Yankee-hating has long been a part of our national pastime of
baseball, especially when the Bronx Bombers dominate the game -- as they
have since the mid-1990s. Recall an earlier time of pinstripe excellence
during the 1950s when the best-selling book, "The Year the Yankees Lost the
Pennant," was followed by the smash-Broadway musical Damn Yankees and a hit
movie with the same name. Yankee-hating was in vogue even then.
Today, the baseball owners, guilty of class-warfare thinking,
would love to take actions that would severely damage the great Yankee
franchise. In the process, they would also cripple the standing of the game
and the game's players.
Owners want a new revenue-sharing plan that allegedly would take
more money from the rich teams and redistribute it to the poor ones. They
would also institute an unbelievable 50 percent luxury tax on teams with
high payrolls.
In today's soft economy, if anyone in Washington proposed a 50
percent tax on luxury goods the general public would instantly label them
out of their minds. Yet the owners carry on with just such a tax-the-rich
campaign. It's a scheme that would make Al Gore blush.
In so doing, the owners would do to the baseball economy what a
similar luxury tax would do to the gross domestic product of the United
States. They'd cripple it. More, if anyone cares to look at the facts, the
rich teams they would tax frequently fail. Yes, the New York Yankees and
Atlanta Braves have dominated the game of late, but that's a result of good
management on the field and in the front office. Plenty of other "rich
teams" have fared poorly.
Think of the major-media-market Los Angeles Dodgers. Or the
Boston Red Sox. Or the other perennial losers in prime locations like
Philadelphia, Baltimore, Detroit and Chicago. The Cubs and the White Sox
fail miserably each year, but it's the owners and management -- and not the
Yankees -- who are to blame.
The Cubs, in particular, report poor economic performance. But
that's a sham. The team's excess revenues are upstreamed to the Tribune
Company, which owns the Cubs, rather than back into the team. League-wide,
teams use phony accounting that would rival what we saw out of Enron.

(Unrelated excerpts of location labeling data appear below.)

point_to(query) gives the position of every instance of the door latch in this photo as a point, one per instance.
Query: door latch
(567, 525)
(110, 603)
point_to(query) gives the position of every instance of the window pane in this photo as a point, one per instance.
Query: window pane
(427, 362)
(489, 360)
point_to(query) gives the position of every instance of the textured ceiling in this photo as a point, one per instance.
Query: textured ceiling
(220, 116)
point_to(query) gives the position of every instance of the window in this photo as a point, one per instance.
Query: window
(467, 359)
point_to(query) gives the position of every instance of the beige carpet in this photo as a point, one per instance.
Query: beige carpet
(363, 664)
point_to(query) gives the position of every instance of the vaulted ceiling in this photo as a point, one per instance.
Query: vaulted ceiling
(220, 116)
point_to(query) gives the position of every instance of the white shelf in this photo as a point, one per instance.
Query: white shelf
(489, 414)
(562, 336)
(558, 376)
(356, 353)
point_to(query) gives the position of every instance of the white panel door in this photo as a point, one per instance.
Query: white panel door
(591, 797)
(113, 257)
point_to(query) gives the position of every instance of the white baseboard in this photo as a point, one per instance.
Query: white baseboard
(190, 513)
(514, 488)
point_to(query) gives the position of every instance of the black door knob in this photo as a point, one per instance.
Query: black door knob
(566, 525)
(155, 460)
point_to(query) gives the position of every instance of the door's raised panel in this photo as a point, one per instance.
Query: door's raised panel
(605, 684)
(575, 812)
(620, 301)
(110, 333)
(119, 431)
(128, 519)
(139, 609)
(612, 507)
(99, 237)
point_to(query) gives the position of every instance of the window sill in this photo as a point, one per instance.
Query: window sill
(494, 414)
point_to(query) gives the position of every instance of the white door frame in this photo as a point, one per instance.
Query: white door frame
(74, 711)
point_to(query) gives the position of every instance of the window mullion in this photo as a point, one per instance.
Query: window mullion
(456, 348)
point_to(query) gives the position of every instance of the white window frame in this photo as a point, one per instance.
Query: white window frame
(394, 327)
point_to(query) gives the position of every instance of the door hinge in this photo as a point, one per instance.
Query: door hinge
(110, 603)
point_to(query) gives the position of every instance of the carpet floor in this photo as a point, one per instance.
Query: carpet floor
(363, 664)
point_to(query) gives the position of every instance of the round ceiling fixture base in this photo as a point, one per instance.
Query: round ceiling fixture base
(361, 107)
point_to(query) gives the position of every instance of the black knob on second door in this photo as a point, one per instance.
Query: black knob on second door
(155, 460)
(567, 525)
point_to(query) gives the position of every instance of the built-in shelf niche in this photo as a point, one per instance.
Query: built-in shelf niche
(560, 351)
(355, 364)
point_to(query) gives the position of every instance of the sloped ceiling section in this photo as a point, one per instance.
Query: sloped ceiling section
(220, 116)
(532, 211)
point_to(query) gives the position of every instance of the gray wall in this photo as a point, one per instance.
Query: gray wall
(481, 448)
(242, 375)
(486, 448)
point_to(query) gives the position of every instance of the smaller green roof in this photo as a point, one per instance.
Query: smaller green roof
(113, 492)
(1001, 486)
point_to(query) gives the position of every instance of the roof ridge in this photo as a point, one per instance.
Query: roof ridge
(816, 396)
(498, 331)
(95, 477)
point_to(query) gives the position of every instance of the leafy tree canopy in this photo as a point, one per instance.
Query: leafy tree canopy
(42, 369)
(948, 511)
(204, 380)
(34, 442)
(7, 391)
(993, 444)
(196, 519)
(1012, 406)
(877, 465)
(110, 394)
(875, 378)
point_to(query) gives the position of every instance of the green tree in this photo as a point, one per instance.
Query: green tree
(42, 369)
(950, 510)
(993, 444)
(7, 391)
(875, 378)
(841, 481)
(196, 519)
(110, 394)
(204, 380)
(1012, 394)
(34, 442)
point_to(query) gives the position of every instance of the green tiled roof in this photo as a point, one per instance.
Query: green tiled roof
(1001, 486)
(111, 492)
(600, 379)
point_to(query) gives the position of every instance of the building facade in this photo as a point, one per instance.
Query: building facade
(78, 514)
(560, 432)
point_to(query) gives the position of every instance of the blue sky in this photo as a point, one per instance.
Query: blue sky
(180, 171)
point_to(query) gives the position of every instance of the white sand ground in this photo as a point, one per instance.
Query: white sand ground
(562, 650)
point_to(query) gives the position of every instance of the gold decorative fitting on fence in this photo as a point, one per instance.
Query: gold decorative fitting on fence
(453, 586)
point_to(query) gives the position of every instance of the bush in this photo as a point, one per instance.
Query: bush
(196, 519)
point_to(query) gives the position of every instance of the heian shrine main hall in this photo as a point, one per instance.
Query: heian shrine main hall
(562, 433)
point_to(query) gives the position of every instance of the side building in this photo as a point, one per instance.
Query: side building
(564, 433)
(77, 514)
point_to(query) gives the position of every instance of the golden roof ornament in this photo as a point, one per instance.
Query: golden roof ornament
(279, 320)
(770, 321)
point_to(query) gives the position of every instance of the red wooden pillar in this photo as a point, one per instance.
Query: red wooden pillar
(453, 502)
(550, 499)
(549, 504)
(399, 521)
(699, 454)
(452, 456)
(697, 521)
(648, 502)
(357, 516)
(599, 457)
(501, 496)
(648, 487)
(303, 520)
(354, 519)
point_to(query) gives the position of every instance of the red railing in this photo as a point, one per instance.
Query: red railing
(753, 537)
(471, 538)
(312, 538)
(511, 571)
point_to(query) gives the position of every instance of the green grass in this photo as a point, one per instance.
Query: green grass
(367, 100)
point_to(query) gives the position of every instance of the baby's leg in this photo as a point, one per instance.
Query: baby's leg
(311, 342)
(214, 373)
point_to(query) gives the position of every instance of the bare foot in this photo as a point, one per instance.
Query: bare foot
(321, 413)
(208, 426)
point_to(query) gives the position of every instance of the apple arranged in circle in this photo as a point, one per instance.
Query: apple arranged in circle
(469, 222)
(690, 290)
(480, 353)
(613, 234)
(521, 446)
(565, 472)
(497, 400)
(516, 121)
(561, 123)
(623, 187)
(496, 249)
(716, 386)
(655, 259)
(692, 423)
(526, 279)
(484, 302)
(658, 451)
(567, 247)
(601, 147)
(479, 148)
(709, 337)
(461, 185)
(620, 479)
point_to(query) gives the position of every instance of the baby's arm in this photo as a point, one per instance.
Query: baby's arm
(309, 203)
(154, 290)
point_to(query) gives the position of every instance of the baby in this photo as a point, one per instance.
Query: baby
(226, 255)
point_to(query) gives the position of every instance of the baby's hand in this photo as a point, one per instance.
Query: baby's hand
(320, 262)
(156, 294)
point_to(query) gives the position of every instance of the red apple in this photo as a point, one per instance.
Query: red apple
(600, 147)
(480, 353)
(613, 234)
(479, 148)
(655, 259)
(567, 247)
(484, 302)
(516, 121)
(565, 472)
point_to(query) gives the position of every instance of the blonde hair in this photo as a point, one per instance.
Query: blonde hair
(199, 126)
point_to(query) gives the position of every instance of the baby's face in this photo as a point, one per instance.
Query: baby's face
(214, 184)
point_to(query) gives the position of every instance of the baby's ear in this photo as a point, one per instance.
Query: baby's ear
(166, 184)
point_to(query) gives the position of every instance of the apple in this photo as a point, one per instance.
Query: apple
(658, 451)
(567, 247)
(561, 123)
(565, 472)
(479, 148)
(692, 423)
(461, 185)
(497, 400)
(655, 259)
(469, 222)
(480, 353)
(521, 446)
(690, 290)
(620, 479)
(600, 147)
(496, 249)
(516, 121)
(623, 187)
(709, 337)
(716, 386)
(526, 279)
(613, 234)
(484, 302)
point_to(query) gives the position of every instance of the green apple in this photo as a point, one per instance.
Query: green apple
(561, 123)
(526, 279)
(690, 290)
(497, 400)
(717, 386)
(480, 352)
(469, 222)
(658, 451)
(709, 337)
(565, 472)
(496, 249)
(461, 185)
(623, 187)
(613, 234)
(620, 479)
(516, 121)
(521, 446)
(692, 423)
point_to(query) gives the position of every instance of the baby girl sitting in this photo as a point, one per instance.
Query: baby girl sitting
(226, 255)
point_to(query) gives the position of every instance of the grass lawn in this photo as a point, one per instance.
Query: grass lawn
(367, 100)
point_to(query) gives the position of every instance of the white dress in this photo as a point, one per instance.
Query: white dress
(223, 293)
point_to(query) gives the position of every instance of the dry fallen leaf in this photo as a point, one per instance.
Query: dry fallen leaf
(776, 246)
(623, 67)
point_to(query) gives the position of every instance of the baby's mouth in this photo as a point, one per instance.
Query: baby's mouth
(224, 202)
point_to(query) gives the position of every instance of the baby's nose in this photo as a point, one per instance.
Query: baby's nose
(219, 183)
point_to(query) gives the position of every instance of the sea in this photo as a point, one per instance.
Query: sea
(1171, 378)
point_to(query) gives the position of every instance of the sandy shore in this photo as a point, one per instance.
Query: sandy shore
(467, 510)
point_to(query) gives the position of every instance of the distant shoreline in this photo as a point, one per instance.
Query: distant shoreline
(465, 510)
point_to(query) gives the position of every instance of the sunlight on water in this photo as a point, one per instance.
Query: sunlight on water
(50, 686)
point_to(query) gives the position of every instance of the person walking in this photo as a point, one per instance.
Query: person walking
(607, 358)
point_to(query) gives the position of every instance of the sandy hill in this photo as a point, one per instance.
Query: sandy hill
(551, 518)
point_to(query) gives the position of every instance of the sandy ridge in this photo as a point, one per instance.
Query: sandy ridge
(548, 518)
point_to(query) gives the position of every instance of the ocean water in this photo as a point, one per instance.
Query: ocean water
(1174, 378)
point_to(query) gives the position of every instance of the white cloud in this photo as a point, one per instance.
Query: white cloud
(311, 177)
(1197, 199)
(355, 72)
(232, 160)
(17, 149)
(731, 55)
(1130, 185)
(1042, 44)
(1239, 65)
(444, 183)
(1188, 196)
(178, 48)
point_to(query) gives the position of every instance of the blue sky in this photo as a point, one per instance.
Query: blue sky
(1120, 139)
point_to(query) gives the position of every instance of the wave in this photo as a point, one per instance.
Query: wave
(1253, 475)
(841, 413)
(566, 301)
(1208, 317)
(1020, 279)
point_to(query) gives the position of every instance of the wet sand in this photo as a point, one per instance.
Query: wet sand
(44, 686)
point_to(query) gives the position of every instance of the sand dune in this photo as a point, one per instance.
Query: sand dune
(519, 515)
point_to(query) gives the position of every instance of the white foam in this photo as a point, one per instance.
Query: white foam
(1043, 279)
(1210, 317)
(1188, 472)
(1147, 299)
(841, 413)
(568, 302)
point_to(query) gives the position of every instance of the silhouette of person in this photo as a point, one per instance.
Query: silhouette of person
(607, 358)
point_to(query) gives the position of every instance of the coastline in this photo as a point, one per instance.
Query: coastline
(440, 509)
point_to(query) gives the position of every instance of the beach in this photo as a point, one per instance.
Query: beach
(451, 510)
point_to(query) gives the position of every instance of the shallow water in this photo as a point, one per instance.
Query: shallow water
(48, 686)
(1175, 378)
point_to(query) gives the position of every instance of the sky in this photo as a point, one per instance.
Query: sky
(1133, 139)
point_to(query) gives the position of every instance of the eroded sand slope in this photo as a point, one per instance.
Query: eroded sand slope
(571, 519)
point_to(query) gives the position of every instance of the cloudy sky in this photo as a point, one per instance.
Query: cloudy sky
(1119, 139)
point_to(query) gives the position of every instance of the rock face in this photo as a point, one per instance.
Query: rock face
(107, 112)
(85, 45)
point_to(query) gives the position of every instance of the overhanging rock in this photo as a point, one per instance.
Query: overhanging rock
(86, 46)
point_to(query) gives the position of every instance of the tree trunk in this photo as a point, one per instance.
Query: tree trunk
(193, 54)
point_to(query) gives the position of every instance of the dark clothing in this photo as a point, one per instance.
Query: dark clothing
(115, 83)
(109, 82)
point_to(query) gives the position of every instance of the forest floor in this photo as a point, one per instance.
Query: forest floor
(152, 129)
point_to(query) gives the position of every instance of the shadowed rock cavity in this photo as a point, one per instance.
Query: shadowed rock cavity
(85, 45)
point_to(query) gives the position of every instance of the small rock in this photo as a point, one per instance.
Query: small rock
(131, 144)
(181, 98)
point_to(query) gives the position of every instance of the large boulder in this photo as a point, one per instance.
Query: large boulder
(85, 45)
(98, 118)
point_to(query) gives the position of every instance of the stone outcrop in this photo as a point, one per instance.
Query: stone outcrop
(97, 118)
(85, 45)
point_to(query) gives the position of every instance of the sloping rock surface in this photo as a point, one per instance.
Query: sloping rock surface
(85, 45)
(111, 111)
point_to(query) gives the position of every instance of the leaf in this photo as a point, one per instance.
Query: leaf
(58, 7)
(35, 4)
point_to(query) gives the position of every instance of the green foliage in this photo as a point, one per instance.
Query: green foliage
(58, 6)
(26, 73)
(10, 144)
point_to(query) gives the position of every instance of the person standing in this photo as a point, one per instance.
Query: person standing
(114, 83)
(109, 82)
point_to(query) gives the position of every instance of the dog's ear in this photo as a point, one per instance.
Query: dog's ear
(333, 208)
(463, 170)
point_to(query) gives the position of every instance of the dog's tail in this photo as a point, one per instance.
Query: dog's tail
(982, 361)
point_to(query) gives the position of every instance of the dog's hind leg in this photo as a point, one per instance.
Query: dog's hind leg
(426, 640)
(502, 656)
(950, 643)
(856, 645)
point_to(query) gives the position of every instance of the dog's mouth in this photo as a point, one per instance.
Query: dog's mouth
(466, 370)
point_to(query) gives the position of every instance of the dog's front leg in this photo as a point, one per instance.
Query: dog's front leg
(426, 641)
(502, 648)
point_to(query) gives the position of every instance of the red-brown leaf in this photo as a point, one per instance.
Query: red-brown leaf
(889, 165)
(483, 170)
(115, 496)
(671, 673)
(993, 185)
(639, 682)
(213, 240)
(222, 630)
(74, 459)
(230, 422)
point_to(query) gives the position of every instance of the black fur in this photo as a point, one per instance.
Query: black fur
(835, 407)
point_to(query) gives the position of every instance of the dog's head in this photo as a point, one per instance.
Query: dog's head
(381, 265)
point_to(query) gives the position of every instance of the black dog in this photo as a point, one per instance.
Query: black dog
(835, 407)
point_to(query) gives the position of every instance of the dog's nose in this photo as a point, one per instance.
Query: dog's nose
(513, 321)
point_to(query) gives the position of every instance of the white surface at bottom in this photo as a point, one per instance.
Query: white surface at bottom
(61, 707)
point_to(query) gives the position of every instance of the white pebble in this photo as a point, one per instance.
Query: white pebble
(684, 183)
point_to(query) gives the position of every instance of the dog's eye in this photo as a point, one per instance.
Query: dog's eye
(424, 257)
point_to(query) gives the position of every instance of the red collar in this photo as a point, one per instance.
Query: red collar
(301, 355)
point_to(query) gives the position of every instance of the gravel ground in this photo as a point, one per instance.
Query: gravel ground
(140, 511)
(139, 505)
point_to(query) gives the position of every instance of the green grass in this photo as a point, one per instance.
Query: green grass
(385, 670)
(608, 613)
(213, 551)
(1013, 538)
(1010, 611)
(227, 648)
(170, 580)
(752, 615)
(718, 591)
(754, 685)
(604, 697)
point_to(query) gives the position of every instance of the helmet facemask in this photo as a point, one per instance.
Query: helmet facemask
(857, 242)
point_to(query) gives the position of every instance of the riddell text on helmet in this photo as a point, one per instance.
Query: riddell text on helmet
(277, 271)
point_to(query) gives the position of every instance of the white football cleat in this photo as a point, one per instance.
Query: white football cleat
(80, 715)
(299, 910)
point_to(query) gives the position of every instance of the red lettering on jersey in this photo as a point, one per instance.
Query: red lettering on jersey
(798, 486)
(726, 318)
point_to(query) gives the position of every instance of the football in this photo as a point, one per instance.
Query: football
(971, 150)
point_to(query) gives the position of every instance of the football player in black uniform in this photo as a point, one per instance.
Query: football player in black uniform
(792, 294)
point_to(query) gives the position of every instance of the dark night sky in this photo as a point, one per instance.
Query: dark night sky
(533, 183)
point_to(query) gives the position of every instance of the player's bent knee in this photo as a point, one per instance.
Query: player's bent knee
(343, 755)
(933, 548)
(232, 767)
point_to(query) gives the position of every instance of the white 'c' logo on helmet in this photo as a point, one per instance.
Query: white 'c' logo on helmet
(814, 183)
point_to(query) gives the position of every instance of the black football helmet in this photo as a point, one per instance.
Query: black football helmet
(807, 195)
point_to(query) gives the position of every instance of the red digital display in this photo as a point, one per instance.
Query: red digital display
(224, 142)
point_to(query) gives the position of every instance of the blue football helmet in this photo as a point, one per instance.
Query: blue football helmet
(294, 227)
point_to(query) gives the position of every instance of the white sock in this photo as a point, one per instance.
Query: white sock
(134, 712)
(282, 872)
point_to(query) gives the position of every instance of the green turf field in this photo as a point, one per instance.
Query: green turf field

Why should poorly managed teams be subsidized anyway? When
sinking companies in Japan and elsewhere in the Pacific Rim were subsidized
the economists labeled it industrial targeting. In baseball, it's nothing
more than crony capitalism. If a failing team goes under, then let it go
under.
Texas owner Tom Hicks, perhaps the most vocal opponent of George
Steinbrenner and his Yankees, is a crony with his hand out. He took
excellent advantage of the annual free-agent crop when he brought phenomenon
Alex Rodriguez on board. But he has only himself to blame for giving A-Rod a
burdensome $250 million contract that has translated into another last-place
finish for the Rangers. Here, and elsewhere, owner ineptitude is the
culprit -- not player salaries that luxury taxes and revenue-sharing
socialism intend to limit.
And what would the owners do with the extra cash flow? Well,
they would not even rule that luxury-tax revenues must be reinvested in
their teams. Instead, they're grabbing a quick buck at the expense of the
game.
This is a key point with respect to the Yankees. This franchise
has built a phenomenal farm system that has produced current stars in Jorge
Posada, Alfonso Soriano, Derek Jeter and Bernie Williams. That's what wins
championships -- vision and player development. Not luxury taxes. For all
his idiosyncracies, George Steinbrenner should be a model -- not a goat.
And since when does America punish success? Taxing success will
generate less of it; on the road, the Yanks routinely draw much bigger
crowds than second-rate home teams typically bring to their ballparks.
Blaming the Yankees is akin to blaming rich Americans for injecting capital
in job- and wealth-creating start-up businesses.
A dearth of taxes is not what ails baseball, but the selfishness
of owners. They'd prefer to pick the pockets of fans and players -- most of
whom have only 12 or 15 years to earn a lifetime's living -- than let poorly
managed teams go under. Of the 849 players in major league baseball, 222, or
one-quarter of the league, were born abroad. Nearly 10 percent are from the
Dominican Republic, followed by Puerto Rico and Venezuela. They won't get
lucrative advertising contracts or high-paying jobs after retirement. The
lily-white-bread baseball-owner fraternity seems never to think about the
money that Latin players send home to their families and their downtrodden
countries.
Today there are six small-market teams in contention for the
playoffs. The newly created Arizona Diamondbacks could well take a second
straight World Series. Or perhaps the Yankees will reign supreme again.
"You've gotta have heart," went the old Broadway song. That plus good
management and a free-market playing field is the equation for success in
baseball -- and the rest of the business world for that matter.